As for reading obscure books, titles left at the wayside by the onrushing Literary Juggernaut: yes, I love doing that. Some of these unconsidered trifles, when picked up, reveal themselves to be not so unconsidered.
Also, like nnyhav, I’ve read a lot of Burgess; and lots of his work is really good. I admire his shamelessness, his unembarassed productivity and the way he gamely had a go at almost every form of literary production.
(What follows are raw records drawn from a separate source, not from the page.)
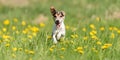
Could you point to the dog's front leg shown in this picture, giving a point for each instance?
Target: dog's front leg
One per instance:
(54, 39)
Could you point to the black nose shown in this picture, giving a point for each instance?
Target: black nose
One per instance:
(57, 22)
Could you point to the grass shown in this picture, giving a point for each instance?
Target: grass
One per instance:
(90, 34)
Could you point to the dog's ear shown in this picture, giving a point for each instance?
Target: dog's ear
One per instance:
(63, 13)
(53, 11)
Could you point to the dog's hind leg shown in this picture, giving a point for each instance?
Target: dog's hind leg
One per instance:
(54, 39)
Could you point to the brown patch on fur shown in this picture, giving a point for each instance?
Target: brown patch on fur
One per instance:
(53, 11)
(15, 3)
(40, 18)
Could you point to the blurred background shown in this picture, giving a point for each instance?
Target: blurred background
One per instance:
(76, 10)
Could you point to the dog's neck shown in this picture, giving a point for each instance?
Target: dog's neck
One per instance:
(60, 25)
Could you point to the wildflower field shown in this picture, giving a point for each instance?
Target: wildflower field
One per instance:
(92, 30)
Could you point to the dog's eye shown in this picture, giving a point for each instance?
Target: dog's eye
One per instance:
(60, 16)
(54, 16)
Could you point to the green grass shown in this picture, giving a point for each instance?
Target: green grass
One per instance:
(31, 42)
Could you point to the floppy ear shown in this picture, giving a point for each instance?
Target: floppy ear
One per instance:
(63, 13)
(53, 11)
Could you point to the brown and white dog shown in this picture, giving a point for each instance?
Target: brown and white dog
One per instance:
(59, 27)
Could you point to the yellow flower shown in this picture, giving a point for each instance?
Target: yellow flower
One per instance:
(31, 52)
(85, 38)
(15, 20)
(63, 49)
(27, 51)
(93, 32)
(98, 18)
(105, 46)
(29, 36)
(14, 49)
(51, 49)
(6, 22)
(4, 29)
(61, 56)
(42, 25)
(34, 34)
(99, 43)
(20, 49)
(35, 29)
(5, 36)
(102, 28)
(92, 26)
(17, 32)
(13, 27)
(115, 28)
(7, 45)
(13, 55)
(23, 23)
(67, 27)
(94, 50)
(110, 28)
(84, 29)
(74, 36)
(94, 37)
(81, 51)
(112, 35)
(49, 37)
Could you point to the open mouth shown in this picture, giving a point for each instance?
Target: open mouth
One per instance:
(57, 24)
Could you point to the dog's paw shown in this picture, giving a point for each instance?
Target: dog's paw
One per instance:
(55, 42)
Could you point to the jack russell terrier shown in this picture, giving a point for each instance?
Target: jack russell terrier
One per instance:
(59, 27)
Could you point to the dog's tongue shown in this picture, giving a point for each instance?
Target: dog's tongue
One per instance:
(58, 25)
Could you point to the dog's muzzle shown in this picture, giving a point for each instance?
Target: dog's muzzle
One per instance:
(57, 22)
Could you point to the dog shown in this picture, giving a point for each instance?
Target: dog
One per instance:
(59, 27)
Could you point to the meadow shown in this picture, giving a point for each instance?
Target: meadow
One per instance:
(92, 30)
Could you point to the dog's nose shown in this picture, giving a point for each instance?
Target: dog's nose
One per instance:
(57, 22)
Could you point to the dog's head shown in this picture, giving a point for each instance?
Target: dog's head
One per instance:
(58, 16)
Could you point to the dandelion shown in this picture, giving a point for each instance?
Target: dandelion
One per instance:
(20, 49)
(92, 26)
(84, 29)
(74, 36)
(31, 52)
(42, 25)
(27, 51)
(34, 29)
(13, 55)
(98, 18)
(5, 36)
(17, 32)
(29, 36)
(15, 20)
(85, 38)
(14, 49)
(6, 22)
(102, 28)
(7, 45)
(13, 27)
(110, 28)
(94, 37)
(112, 35)
(80, 50)
(63, 49)
(115, 28)
(105, 46)
(51, 49)
(49, 37)
(94, 50)
(61, 56)
(67, 27)
(99, 43)
(23, 23)
(4, 29)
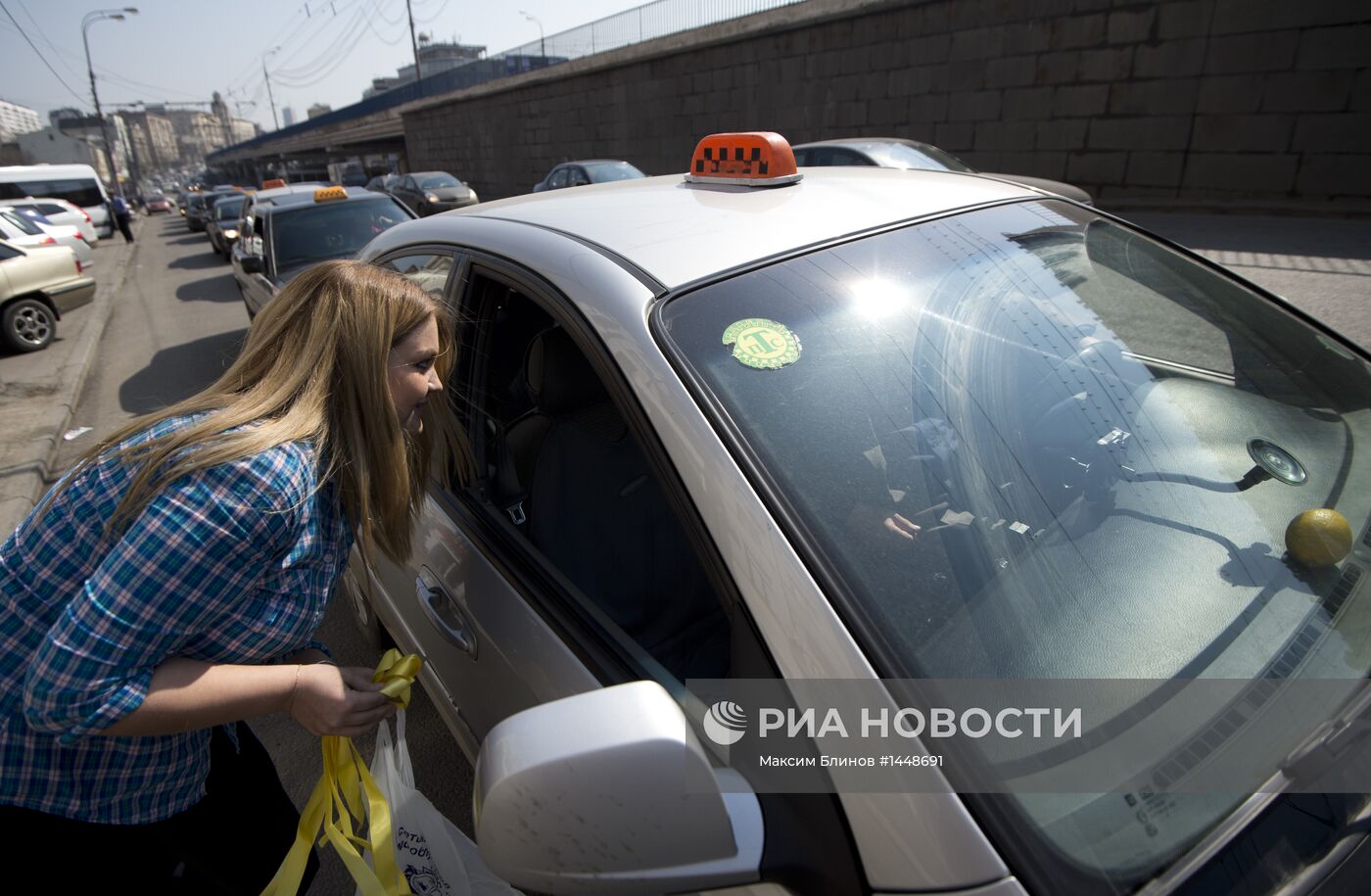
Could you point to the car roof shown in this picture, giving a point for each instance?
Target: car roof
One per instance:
(859, 141)
(298, 199)
(679, 233)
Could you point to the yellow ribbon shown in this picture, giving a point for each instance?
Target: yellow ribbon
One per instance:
(338, 799)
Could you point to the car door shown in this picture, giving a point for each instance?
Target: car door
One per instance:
(564, 562)
(7, 254)
(257, 285)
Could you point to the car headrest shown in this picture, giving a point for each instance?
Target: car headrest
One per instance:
(559, 377)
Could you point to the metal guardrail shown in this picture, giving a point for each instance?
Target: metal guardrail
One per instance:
(641, 24)
(633, 26)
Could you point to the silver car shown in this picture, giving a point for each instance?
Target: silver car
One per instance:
(897, 152)
(883, 428)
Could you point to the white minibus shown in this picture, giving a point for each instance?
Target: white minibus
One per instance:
(74, 182)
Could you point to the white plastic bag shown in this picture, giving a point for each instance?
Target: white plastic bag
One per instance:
(436, 858)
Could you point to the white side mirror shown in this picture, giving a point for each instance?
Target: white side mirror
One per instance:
(609, 792)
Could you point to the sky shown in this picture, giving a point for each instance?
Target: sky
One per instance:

Earthly Powers is prevented from being a great book only by its ending; the Enderby books are patchy but often brilliant; I *loved* Napoleon Symphony, actually; and Clockwork Orange of course, and the two-vol Memoir, and I’ve a lot of time for M/F. What especially interests me about Burgess, I think—as with this Moses thing—is that what makes his exceptionally good is not easily separable from what makes him embarassing, or clumsy, or sometimes just bad.
”...that what makes him exceptionally good… “
It’s those pesky details again.
Matthew: “The book is worth picking up for no other reason than AB’s hilarious 3rd person author’s note at the back of the book.“
Yes! The selfsame ‘pretentious trash’ that annoyed my previous reader. It is splendid.